Una decisione che sembra la diretta conseguenza delle proteste sorte a Massafra dopo la notizia del conferimento dei rifiuti di Trani ed altre città in quel territorio. I cittadini si erano mobilitati perché la decisione cambiasse, il caso era subito rimbalzato nelle sedi della Regione Puglia e Grandaliano, comprendendo le comprendendo le ragioni del dissenso, aveva promesso una rapida soluzione del problema entro fine anno,
Per ciò che riguarda Trani (così come stabilito per Bisceglie e Ruvo), i rifiuti saranno condotti nell’impianto di biostabilizzazione sito in località di Passo Breccioso, a Foggia. L’assessore all’ambiente del Comune di Trani, Michele Di Gregorio, rende noto che sono in corso trattative per ottenere una significativa riduzione del costo di conferimento presso l’impianto dauno.

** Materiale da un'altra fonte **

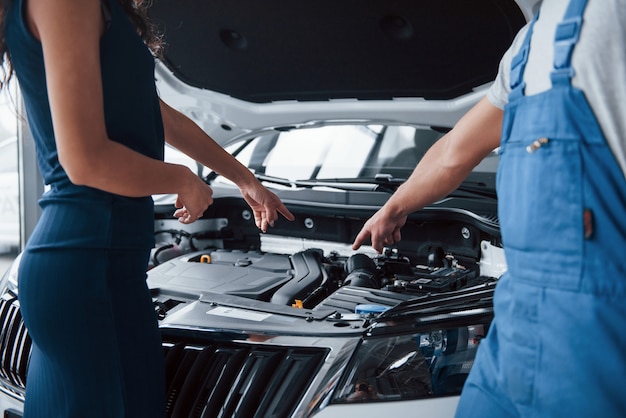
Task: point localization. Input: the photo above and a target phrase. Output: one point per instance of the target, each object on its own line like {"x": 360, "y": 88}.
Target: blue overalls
{"x": 557, "y": 346}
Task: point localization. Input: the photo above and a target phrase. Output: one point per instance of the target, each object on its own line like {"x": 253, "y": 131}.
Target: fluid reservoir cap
{"x": 367, "y": 309}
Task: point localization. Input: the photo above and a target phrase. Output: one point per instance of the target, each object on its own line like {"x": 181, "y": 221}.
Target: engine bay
{"x": 314, "y": 277}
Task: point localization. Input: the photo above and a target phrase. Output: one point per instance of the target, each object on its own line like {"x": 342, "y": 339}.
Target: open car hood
{"x": 242, "y": 66}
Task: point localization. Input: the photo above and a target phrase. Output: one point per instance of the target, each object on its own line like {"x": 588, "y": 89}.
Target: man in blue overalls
{"x": 557, "y": 346}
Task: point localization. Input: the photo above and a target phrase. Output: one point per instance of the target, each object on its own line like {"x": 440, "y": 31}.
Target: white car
{"x": 9, "y": 198}
{"x": 331, "y": 103}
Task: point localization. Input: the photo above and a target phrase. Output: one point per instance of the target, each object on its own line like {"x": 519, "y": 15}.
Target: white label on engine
{"x": 238, "y": 313}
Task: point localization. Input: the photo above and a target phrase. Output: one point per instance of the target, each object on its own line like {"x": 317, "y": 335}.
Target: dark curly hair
{"x": 137, "y": 11}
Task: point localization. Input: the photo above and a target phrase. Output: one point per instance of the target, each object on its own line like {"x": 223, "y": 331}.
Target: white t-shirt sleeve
{"x": 498, "y": 93}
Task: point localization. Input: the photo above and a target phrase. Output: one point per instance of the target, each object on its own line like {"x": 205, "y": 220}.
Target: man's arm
{"x": 442, "y": 169}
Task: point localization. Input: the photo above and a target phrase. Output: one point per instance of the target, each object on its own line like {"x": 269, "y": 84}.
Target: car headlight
{"x": 413, "y": 366}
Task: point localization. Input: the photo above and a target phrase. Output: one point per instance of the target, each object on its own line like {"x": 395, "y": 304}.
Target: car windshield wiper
{"x": 473, "y": 188}
{"x": 379, "y": 183}
{"x": 478, "y": 296}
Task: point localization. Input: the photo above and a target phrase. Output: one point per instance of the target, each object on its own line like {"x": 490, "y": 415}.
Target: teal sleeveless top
{"x": 79, "y": 216}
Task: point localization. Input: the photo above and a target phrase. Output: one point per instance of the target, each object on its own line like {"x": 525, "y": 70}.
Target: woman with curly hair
{"x": 86, "y": 72}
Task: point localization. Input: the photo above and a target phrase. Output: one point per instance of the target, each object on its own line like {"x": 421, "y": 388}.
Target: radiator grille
{"x": 238, "y": 380}
{"x": 15, "y": 346}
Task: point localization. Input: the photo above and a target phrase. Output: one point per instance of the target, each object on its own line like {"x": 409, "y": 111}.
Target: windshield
{"x": 345, "y": 151}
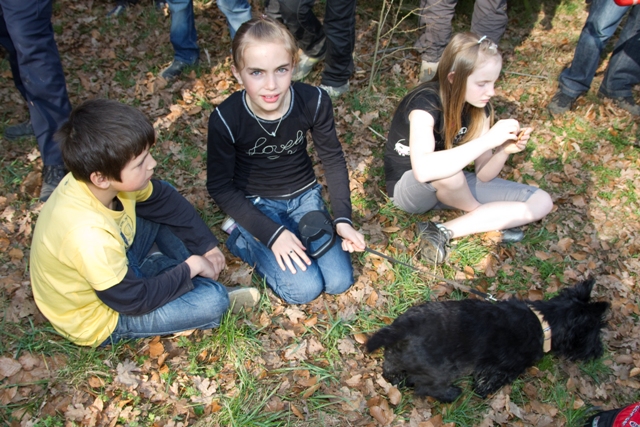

A fronte del promesso risparmio per il conferimento a Passo Breccioso, Trani si ritroverà peraltro in presenza del problema dell'impianto chiuso la domenica, che determinerà un'anomala concentrazione dei rifiuti per strada durante il fine settimana.
A Massafra, invece, l'impianto è regolarmente aperto anche nei festivi ed infatti, dopo che si era andati a regime, le nostre strade avevano ripreso a «respirare».